By Paul Kennedy
The proposal for the D.C. United stadium to be built in Washington's Buzzard Point neighborhood could be presented to the District
of Columbus city council by Christmas, allowing council members to consider how they want to act on the plans early in 2014.
DCist reported that the project was in its early stages, but there was finally movement. The original deadline to have something for
council members to review was Nov. 15.
The deal works this way: D.C. will take ownership of the land on which the stadium will be built from developer Akridge and swap it the land on
which the Reeves Center, an aging D.C. municipal complex, is located to Akridge. Akridge would build a high-rise or commercial office space on the Reeves Center land, and the city would build a new
municipal complex elsewhere in the city.
The stadium deal calls for D.C. to provide the land -- with an estimated
value of $150 million -- and D.C. United to construct the stadium at a cost of another $150 million.
FIRE BUILDING NORTH SIDE FACILITY. The success of
teams like the Seattle Sounders and Portland Timbers have prompted MLS to insist that new soccer stadiums (like the one D.C. United is seeking to build and the ones being considered in Orlando, New
York and Miami) be located in urban settings.

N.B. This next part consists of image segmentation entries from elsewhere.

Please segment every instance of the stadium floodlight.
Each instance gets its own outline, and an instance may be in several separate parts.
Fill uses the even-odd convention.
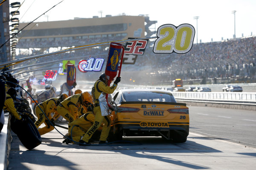
[[[11,19],[11,22],[19,22],[19,18],[13,18]]]
[[[19,23],[13,23],[10,26],[12,26],[13,27],[17,27],[19,26]]]
[[[12,11],[10,13],[10,14],[12,16],[16,15],[19,15],[20,12],[19,11]]]
[[[19,2],[16,2],[11,3],[10,6],[12,8],[17,8],[20,6],[20,3]]]
[[[199,17],[198,16],[196,17],[194,17],[194,19],[196,20],[196,43],[198,43],[198,20],[199,18]]]
[[[236,38],[236,11],[232,11],[232,14],[234,14],[234,24],[235,24],[235,33],[234,34],[234,38]]]

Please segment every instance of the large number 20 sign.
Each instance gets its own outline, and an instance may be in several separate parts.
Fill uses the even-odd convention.
[[[184,54],[190,50],[195,37],[194,27],[185,23],[177,27],[172,24],[165,24],[157,29],[157,39],[153,52],[155,53]]]

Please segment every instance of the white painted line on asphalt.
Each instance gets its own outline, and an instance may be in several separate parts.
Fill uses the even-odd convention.
[[[198,113],[198,115],[209,115],[208,114],[200,113]]]
[[[226,116],[217,116],[217,117],[220,117],[221,118],[231,118],[231,117],[226,117]]]
[[[250,119],[242,119],[242,120],[244,120],[244,121],[254,121],[253,120],[250,120]]]

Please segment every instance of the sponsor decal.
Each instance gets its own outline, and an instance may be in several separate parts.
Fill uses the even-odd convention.
[[[142,122],[140,124],[141,127],[169,127],[167,123],[163,122]]]
[[[164,110],[164,108],[157,108],[155,107],[154,108],[143,108],[143,110]]]
[[[99,122],[97,121],[95,121],[94,125],[91,128],[89,132],[87,133],[87,134],[90,136],[99,127]]]
[[[149,112],[144,111],[143,115],[144,116],[163,116],[163,111],[150,111]]]
[[[77,66],[78,69],[81,72],[100,72],[104,63],[104,59],[101,58],[90,58],[89,59],[81,60]]]
[[[119,58],[118,58],[118,51],[117,50],[114,51],[114,54],[110,59],[111,62],[111,68],[114,70],[116,69],[116,66],[119,63]]]

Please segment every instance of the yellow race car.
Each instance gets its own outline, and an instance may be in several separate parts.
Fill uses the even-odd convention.
[[[121,89],[113,99],[111,104],[118,107],[111,116],[115,140],[122,140],[123,136],[161,136],[174,142],[186,141],[189,108],[186,104],[177,103],[170,91]]]

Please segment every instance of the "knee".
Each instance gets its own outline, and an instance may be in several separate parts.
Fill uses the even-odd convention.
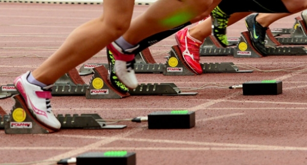
[[[103,26],[106,27],[108,34],[115,39],[122,36],[129,29],[130,21],[122,22],[117,20],[112,20],[103,22]],[[105,29],[102,28],[102,29]]]
[[[213,0],[185,0],[184,2],[191,7],[196,14],[200,15],[208,10]]]

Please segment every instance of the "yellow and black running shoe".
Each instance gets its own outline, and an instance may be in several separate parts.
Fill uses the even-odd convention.
[[[226,28],[230,16],[223,12],[218,6],[211,12],[212,33],[218,42],[224,47],[229,45],[226,36]]]
[[[268,28],[262,27],[256,21],[258,14],[249,15],[245,18],[245,24],[250,33],[250,38],[254,48],[262,56],[268,55],[266,49],[266,34]]]
[[[106,49],[106,56],[108,63],[108,79],[112,85],[116,89],[123,92],[128,92],[128,88],[119,81],[114,71],[115,59],[111,51]]]

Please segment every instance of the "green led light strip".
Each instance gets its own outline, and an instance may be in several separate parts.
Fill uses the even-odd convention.
[[[108,157],[122,157],[127,155],[126,151],[111,151],[103,153],[104,156]]]
[[[276,80],[262,80],[261,81],[261,83],[275,83],[276,82]]]

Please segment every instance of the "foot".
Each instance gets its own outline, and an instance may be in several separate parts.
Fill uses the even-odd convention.
[[[304,22],[305,22],[305,25],[307,26],[307,10],[302,11],[301,13],[301,16],[302,18],[303,18]]]
[[[211,15],[213,35],[223,47],[228,46],[226,28],[230,16],[223,12],[217,6],[212,10]]]
[[[23,97],[29,111],[43,125],[53,130],[58,130],[61,123],[55,117],[50,104],[53,85],[42,88],[30,83],[27,78],[30,72],[17,77],[14,81],[17,90]]]
[[[176,33],[175,38],[185,63],[193,71],[201,75],[203,73],[203,69],[200,63],[200,47],[202,42],[190,38],[188,31],[188,28],[179,31]]]
[[[108,63],[108,79],[111,84],[117,90],[124,92],[128,91],[128,88],[123,83],[119,81],[116,73],[114,70],[114,65],[115,64],[115,59],[111,51],[106,49],[106,56],[107,57],[107,61]]]
[[[127,87],[135,89],[138,84],[134,70],[135,55],[125,54],[124,51],[114,42],[108,44],[107,48],[115,59],[113,71],[118,80]]]
[[[266,34],[268,28],[264,28],[256,21],[258,14],[250,15],[245,18],[245,24],[250,32],[250,37],[255,49],[262,56],[268,55],[266,49]]]

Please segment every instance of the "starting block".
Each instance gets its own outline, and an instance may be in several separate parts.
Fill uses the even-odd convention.
[[[182,92],[174,83],[148,83],[139,84],[128,92],[118,90],[109,82],[107,69],[103,65],[92,69],[94,74],[90,84],[85,84],[76,68],[73,69],[58,80],[52,88],[53,96],[85,96],[88,99],[122,99],[133,96],[195,95],[198,92]],[[0,93],[0,99],[18,94],[13,84],[1,86],[6,90]]]
[[[134,70],[136,74],[160,74],[163,72],[164,64],[156,62],[148,48],[136,55]],[[94,73],[93,69],[103,65],[108,68],[108,64],[89,63],[82,65],[79,69],[80,76],[86,76]]]
[[[4,129],[7,134],[38,134],[53,133],[54,130],[42,125],[35,119],[27,108],[19,95],[13,97],[15,105],[9,117],[4,121]]]
[[[196,75],[184,62],[182,54],[178,45],[172,46],[165,64],[164,75],[191,76]],[[239,70],[232,62],[201,63],[203,73],[251,73],[253,70]]]
[[[15,100],[9,114],[1,108],[0,129],[6,134],[45,134],[58,130],[50,129],[38,122],[29,110],[19,95],[12,97]],[[126,125],[108,125],[98,114],[58,114],[57,118],[63,129],[123,129]]]
[[[240,42],[235,49],[234,57],[257,58],[263,57],[253,46],[249,35],[248,31],[241,33]],[[276,46],[267,48],[266,49],[269,56],[307,55],[306,49],[304,46]]]
[[[267,31],[266,39],[272,40],[272,37],[276,36],[276,31],[280,31],[278,36],[288,34],[290,37],[278,36],[275,39],[281,44],[307,44],[307,27],[305,21],[300,17],[295,18],[295,23],[293,29],[274,29],[273,30]],[[285,31],[290,31],[286,34]],[[274,33],[275,32],[275,33]],[[271,36],[271,37],[270,37]]]
[[[173,83],[141,84],[136,89],[122,93],[113,87],[107,80],[107,69],[101,65],[94,68],[94,75],[86,89],[85,97],[89,99],[121,99],[130,95],[195,95],[198,92],[182,92]]]

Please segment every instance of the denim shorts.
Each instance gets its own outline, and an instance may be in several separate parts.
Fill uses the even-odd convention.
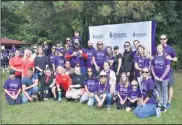
[[[171,72],[169,74],[169,87],[172,87],[174,85],[174,73],[173,73],[173,69],[171,69]]]

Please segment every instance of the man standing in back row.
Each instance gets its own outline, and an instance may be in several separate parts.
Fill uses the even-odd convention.
[[[167,54],[167,59],[171,60],[172,62],[177,62],[177,57],[176,57],[176,52],[174,50],[174,48],[172,48],[171,46],[169,46],[167,44],[168,41],[168,36],[166,34],[161,35],[160,37],[160,42],[164,47],[164,51]],[[173,85],[174,85],[174,75],[173,75],[173,70],[171,68],[170,71],[170,75],[169,75],[169,96],[168,96],[168,103],[167,103],[167,109],[170,108],[171,106],[171,100],[173,97]]]

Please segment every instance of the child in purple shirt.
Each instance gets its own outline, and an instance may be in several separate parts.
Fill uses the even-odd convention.
[[[15,77],[15,71],[10,70],[10,78],[5,81],[3,86],[5,97],[9,105],[21,104],[21,81]]]
[[[87,77],[84,81],[85,92],[82,95],[80,102],[87,102],[88,106],[94,105],[94,92],[98,86],[98,79],[93,75],[92,68],[87,69]]]
[[[129,81],[125,72],[121,73],[120,82],[116,85],[116,91],[118,93],[117,109],[126,109],[128,98],[128,86]]]
[[[167,111],[168,82],[171,61],[166,59],[162,45],[157,46],[157,55],[152,60],[152,74],[155,79],[156,88],[159,92],[160,100],[158,106],[162,111]]]
[[[98,108],[102,108],[104,103],[106,103],[107,111],[110,110],[112,95],[110,94],[110,83],[107,73],[100,73],[99,82],[94,96]]]
[[[130,112],[133,108],[137,107],[137,102],[141,98],[141,92],[138,88],[138,82],[133,80],[131,82],[131,88],[128,88],[128,105],[126,108],[127,112]]]

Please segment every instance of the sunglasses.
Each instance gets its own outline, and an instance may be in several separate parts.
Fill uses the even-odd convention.
[[[149,72],[147,72],[147,71],[142,71],[142,73],[149,73]]]
[[[130,45],[124,45],[125,47],[128,47],[128,46],[130,46]]]
[[[166,40],[166,38],[161,38],[161,40]]]
[[[100,76],[101,78],[106,78],[106,76]]]

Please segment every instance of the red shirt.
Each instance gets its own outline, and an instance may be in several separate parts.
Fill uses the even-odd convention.
[[[70,84],[71,78],[69,75],[56,75],[56,85],[60,85],[65,91],[68,90]]]
[[[15,67],[16,69],[22,69],[22,58],[12,57],[9,60],[9,65]],[[22,72],[15,72],[15,76],[21,76]]]
[[[34,68],[34,60],[30,58],[22,59],[22,77],[27,76],[29,68]]]

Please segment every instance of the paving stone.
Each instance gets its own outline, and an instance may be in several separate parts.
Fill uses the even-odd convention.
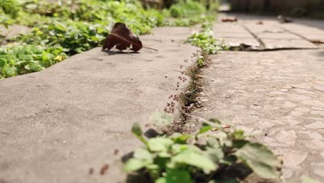
[[[296,135],[295,131],[292,130],[288,131],[282,130],[278,134],[277,134],[276,138],[278,141],[289,145],[294,145],[295,144],[295,141],[297,138],[297,136]]]
[[[245,44],[251,45],[253,47],[258,47],[260,46],[259,42],[254,39],[243,39],[243,38],[226,38],[222,39],[222,37],[217,37],[217,39],[223,40],[224,44],[231,46],[239,46],[241,44]]]
[[[240,15],[237,16],[240,19]],[[312,168],[312,165],[310,166],[312,162],[324,159],[324,119],[321,115],[324,111],[324,96],[321,90],[324,85],[324,58],[322,50],[315,50],[317,46],[302,37],[311,35],[311,31],[314,31],[313,35],[322,35],[324,21],[318,21],[323,25],[323,29],[319,30],[299,26],[298,24],[280,24],[276,19],[264,20],[264,26],[255,25],[255,21],[246,17],[247,21],[242,20],[238,24],[242,24],[261,37],[262,41],[266,40],[266,46],[271,44],[274,45],[273,48],[279,49],[314,50],[222,51],[210,56],[210,62],[208,67],[202,69],[202,74],[207,80],[217,78],[223,82],[211,87],[203,86],[208,99],[221,101],[227,104],[228,109],[235,105],[246,107],[235,110],[235,114],[232,114],[234,116],[231,116],[210,107],[206,111],[198,109],[192,115],[206,118],[213,114],[215,117],[227,121],[232,121],[235,115],[240,116],[234,119],[235,124],[255,134],[258,141],[268,145],[276,155],[283,155],[284,178],[290,177],[296,180],[291,182],[299,182],[302,175],[310,175],[319,182],[324,182],[324,178],[316,177],[314,172],[318,171],[319,166],[316,165],[316,168]],[[294,25],[297,26],[294,28]],[[281,29],[280,26],[284,27]],[[290,33],[292,31],[296,31],[301,36]],[[214,30],[216,35],[217,31]],[[239,31],[244,33],[242,29]],[[237,44],[244,40],[237,40]],[[217,66],[222,64],[231,66],[226,68]],[[210,69],[210,67],[213,69]],[[235,92],[225,98],[229,94],[227,91],[233,89],[246,92]],[[251,110],[256,115],[249,115]],[[253,121],[251,122],[245,119],[249,116],[257,118],[251,119]]]
[[[285,107],[285,108],[289,108],[289,107],[296,107],[296,104],[293,103],[291,103],[291,102],[285,102],[282,106],[282,107]]]
[[[312,109],[314,110],[324,111],[324,107],[312,107]]]
[[[303,104],[310,106],[324,107],[324,103],[316,100],[305,100],[300,102]]]
[[[314,173],[317,175],[324,178],[324,167],[315,168]]]
[[[324,128],[324,123],[317,121],[315,123],[313,123],[312,124],[305,125],[305,127],[307,128],[311,128],[311,129],[321,129],[321,128]]]
[[[323,137],[323,135],[316,132],[311,132],[308,135],[309,136],[309,138],[312,139],[318,139],[318,140],[324,139],[324,137]]]
[[[314,88],[319,91],[324,91],[324,85],[316,85]]]
[[[318,46],[303,40],[271,40],[262,39],[267,49],[317,49]]]
[[[276,150],[278,155],[282,155],[284,166],[291,168],[299,168],[299,166],[306,159],[308,153],[306,152],[280,149]]]
[[[174,86],[195,65],[184,60],[199,51],[179,43],[191,33],[159,28],[141,37],[159,51],[95,48],[44,71],[1,80],[0,182],[126,182],[122,157],[143,145],[130,131],[133,123],[145,131],[152,112],[188,87],[189,80]],[[101,175],[105,164],[109,168]]]
[[[305,107],[298,107],[298,108],[296,108],[295,110],[297,111],[303,112],[307,112],[310,111],[309,108],[305,108]]]
[[[294,116],[302,116],[304,113],[300,111],[293,111],[290,113]]]
[[[311,114],[320,115],[324,116],[324,111],[311,111]]]

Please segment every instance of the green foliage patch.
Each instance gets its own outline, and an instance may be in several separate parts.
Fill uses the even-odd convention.
[[[0,78],[39,71],[66,58],[61,47],[28,45],[0,49]]]
[[[124,171],[144,175],[147,182],[239,182],[237,177],[222,176],[235,165],[262,178],[280,176],[281,162],[269,149],[217,119],[205,121],[193,134],[161,134],[147,139],[138,123],[132,132],[145,146],[134,150]]]

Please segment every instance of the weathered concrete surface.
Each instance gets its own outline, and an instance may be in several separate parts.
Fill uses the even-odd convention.
[[[202,70],[204,107],[192,114],[255,135],[283,155],[291,182],[303,175],[324,182],[324,51],[224,51],[210,58]]]
[[[235,17],[238,22],[221,22],[223,17]],[[251,45],[259,50],[282,49],[321,49],[324,42],[324,21],[294,19],[280,24],[276,17],[221,14],[214,27],[215,37],[230,46]],[[319,24],[316,26],[316,24]]]
[[[180,43],[191,32],[157,28],[141,38],[158,52],[98,48],[0,80],[0,182],[123,182],[121,157],[141,144],[130,132],[133,123],[150,128],[152,113],[188,83],[177,89],[181,71],[194,64],[197,49]]]

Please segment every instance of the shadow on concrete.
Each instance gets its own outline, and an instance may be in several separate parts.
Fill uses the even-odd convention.
[[[101,51],[105,52],[109,55],[120,55],[120,54],[138,54],[139,53],[139,52],[134,52],[134,51],[110,51],[110,50],[101,50]]]

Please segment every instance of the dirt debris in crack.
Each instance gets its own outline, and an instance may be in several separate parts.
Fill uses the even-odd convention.
[[[197,53],[193,55],[192,60],[195,59],[196,62],[199,56],[204,57],[204,61],[208,62],[208,56],[207,54]],[[188,60],[184,60],[188,62]],[[186,124],[190,121],[190,114],[197,108],[203,107],[199,102],[199,98],[202,92],[202,78],[201,75],[201,68],[197,65],[192,66],[184,73],[189,76],[190,81],[187,89],[180,94],[179,96],[179,103],[180,103],[181,109],[179,109],[181,113],[181,117],[174,123],[172,130],[183,134],[190,134],[192,132],[191,129],[186,127]],[[180,77],[179,77],[180,78]],[[183,80],[184,78],[182,78]],[[185,80],[186,81],[186,80]],[[184,82],[184,81],[183,81]]]

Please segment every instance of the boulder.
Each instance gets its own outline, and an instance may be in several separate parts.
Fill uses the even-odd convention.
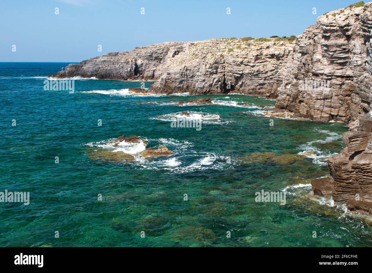
[[[342,135],[342,140],[347,145],[348,152],[364,151],[367,147],[370,133],[363,131],[349,131]]]
[[[124,161],[133,161],[134,157],[132,155],[123,153],[122,152],[112,151],[94,151],[89,153],[91,159],[98,160],[103,162],[118,162]]]
[[[351,212],[372,212],[372,202],[363,200],[356,200],[355,198],[347,201],[346,207]]]
[[[150,156],[158,156],[162,155],[174,155],[174,153],[171,151],[168,150],[168,148],[166,147],[160,147],[158,149],[147,150],[142,152],[141,154]]]
[[[311,180],[311,187],[314,195],[326,198],[332,196],[333,180],[329,177]]]
[[[203,99],[190,99],[189,101],[182,101],[178,103],[179,104],[182,105],[185,103],[194,103],[198,104],[208,104],[212,103],[211,98],[204,98]]]
[[[123,134],[122,136],[119,136],[113,141],[107,142],[106,143],[106,145],[118,145],[120,142],[124,141],[128,143],[141,143],[141,142],[142,142],[145,145],[147,145],[147,142],[137,136],[132,136],[126,137],[125,135]]]

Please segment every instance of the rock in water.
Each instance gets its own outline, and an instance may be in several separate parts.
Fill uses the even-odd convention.
[[[183,116],[186,116],[186,117],[190,117],[190,113],[187,111],[185,111],[181,113],[181,115]]]
[[[94,151],[89,154],[89,157],[103,162],[118,162],[133,161],[135,160],[134,157],[131,155],[122,152],[112,151]]]
[[[185,103],[194,103],[198,104],[208,104],[212,103],[210,98],[205,98],[203,99],[190,99],[189,101],[182,101],[178,103],[179,104],[185,104]]]
[[[253,164],[255,163],[263,163],[269,158],[275,156],[275,153],[255,152],[248,153],[244,156],[239,158],[239,159],[244,164]]]
[[[269,162],[278,165],[291,165],[305,158],[304,156],[300,155],[283,155],[270,158]]]
[[[311,180],[311,186],[315,195],[326,198],[332,196],[332,180],[329,178],[320,178]]]
[[[141,143],[141,142],[143,142],[145,145],[147,145],[147,142],[137,136],[132,136],[125,137],[125,136],[124,135],[123,135],[117,138],[115,140],[107,142],[106,143],[106,145],[118,145],[121,142],[124,141],[128,143]]]
[[[150,156],[158,156],[161,155],[174,155],[174,153],[171,151],[168,150],[168,148],[166,147],[160,147],[158,149],[147,150],[142,152],[141,154]]]

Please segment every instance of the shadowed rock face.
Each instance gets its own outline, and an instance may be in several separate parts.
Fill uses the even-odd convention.
[[[370,113],[366,114],[358,121],[356,126],[350,127],[350,130],[343,135],[343,140],[347,146],[339,154],[328,159],[330,178],[322,178],[322,181],[317,180],[317,183],[312,181],[311,184],[314,194],[326,187],[330,190],[330,194],[327,191],[329,196],[336,202],[347,202],[350,211],[371,213],[372,127],[368,124],[372,124],[372,116]],[[363,130],[366,129],[369,131]]]
[[[369,111],[371,13],[371,3],[329,12],[298,36],[276,112],[348,122]]]

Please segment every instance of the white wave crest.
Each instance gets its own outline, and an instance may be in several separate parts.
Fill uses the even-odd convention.
[[[314,162],[315,164],[320,165],[326,165],[327,162],[326,158],[330,156],[333,156],[337,154],[337,153],[331,153],[329,152],[322,151],[319,148],[313,146],[314,143],[321,143],[325,144],[328,142],[331,142],[335,140],[339,139],[342,136],[337,133],[330,132],[326,130],[321,130],[315,129],[316,130],[324,134],[328,135],[329,136],[326,137],[326,139],[321,139],[313,141],[309,141],[304,144],[300,145],[297,149],[302,150],[298,154],[304,155],[308,158],[315,159]]]

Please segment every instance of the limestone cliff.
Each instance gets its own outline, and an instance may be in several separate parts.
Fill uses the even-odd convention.
[[[157,93],[264,96],[276,99],[274,115],[347,122],[371,109],[371,13],[369,3],[326,13],[293,43],[166,42],[70,64],[53,76],[152,80]]]
[[[276,111],[349,122],[371,109],[371,3],[328,12],[298,36]]]
[[[152,45],[71,64],[52,76],[152,80],[156,82],[151,90],[159,93],[233,91],[275,98],[282,83],[281,72],[294,45],[263,39],[214,39]]]
[[[151,80],[158,93],[264,96],[276,99],[273,115],[347,123],[347,146],[328,159],[331,177],[313,181],[313,191],[372,213],[371,30],[370,2],[320,16],[293,42],[166,42],[70,64],[52,76]]]
[[[351,211],[372,214],[372,112],[343,135],[347,146],[328,158],[330,177],[312,181],[316,195],[346,203]]]

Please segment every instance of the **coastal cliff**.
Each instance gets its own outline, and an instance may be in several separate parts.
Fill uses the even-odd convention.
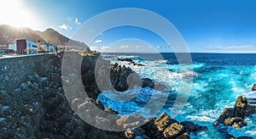
[[[77,53],[70,55],[81,57]],[[1,59],[0,125],[1,138],[189,138],[190,132],[207,130],[207,127],[190,121],[178,122],[163,113],[138,128],[129,128],[137,124],[130,123],[137,115],[118,116],[111,125],[126,129],[125,131],[108,131],[96,128],[79,117],[67,99],[61,81],[63,53],[58,55],[37,55]],[[116,90],[129,89],[130,68],[110,64],[101,56],[82,58],[81,77],[88,98],[74,98],[78,106],[94,104],[102,111],[118,115],[111,108],[105,108],[96,100],[101,93],[96,83],[95,73],[97,60],[101,66],[110,71],[110,82]],[[103,67],[101,67],[102,69]],[[71,69],[71,70],[75,70]],[[75,71],[79,72],[79,71]],[[21,74],[22,73],[22,74]],[[142,80],[143,86],[153,86],[149,79]],[[91,109],[86,109],[90,112]],[[93,119],[94,120],[94,119]],[[109,122],[97,117],[101,124]]]

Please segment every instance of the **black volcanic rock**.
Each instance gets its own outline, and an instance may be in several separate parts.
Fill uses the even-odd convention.
[[[131,58],[118,58],[119,61],[126,61],[128,64],[137,65],[137,66],[144,66],[143,64],[137,64]]]
[[[256,91],[256,85],[253,86],[252,91]]]
[[[234,108],[225,108],[217,121],[213,124],[218,126],[224,124],[226,126],[241,128],[247,125],[244,120],[245,116],[256,113],[256,107],[248,104],[247,97],[238,97]]]
[[[190,132],[207,130],[206,126],[195,125],[192,122],[183,121],[179,123],[166,113],[143,125],[142,129],[151,138],[189,138],[188,135]]]

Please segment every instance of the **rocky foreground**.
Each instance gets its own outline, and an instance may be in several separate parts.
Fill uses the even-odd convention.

That leaves the question of what should teams like Chicago, FC Dallas and Colorado do with their stadiums built in the suburbs or exburbs.
The Fire has no plans of leaving the working-class Chicago suburb of Bridgeview, where it plays at Toyota Park, but it is moving into the city, building a soccer facility with indoor and
outdoor fields in Chicago's North Side.
The facility, which will include space for offices, restaurants, retail and training facilities, is expected to open next summer. The Fire's price
tag for brand building: $15 million-$20 million.
"We are investing in this site to increase awareness of the organization and create more accessibility for both new and existing soccer
fans," said Fire owner Andrew Hauptman told
the Chicago Tribune. "In a downtown market that is underserved with fields, this new facility will be Chicago’s premier soccer center."
MIDFIELDER'S CLUB. Bill Edwards, the new majority owner of the NASL's Tampa Bay Rowdies, has plans to add premium midfield seating at Al Lang Stadium for
the 2014 season.
More than 1,100 seats will be erected along the west sideline, including 212 premium Midfielder's Club seats just a few feet from the touchline. Club members will have
access to a pitch-side member's lounge.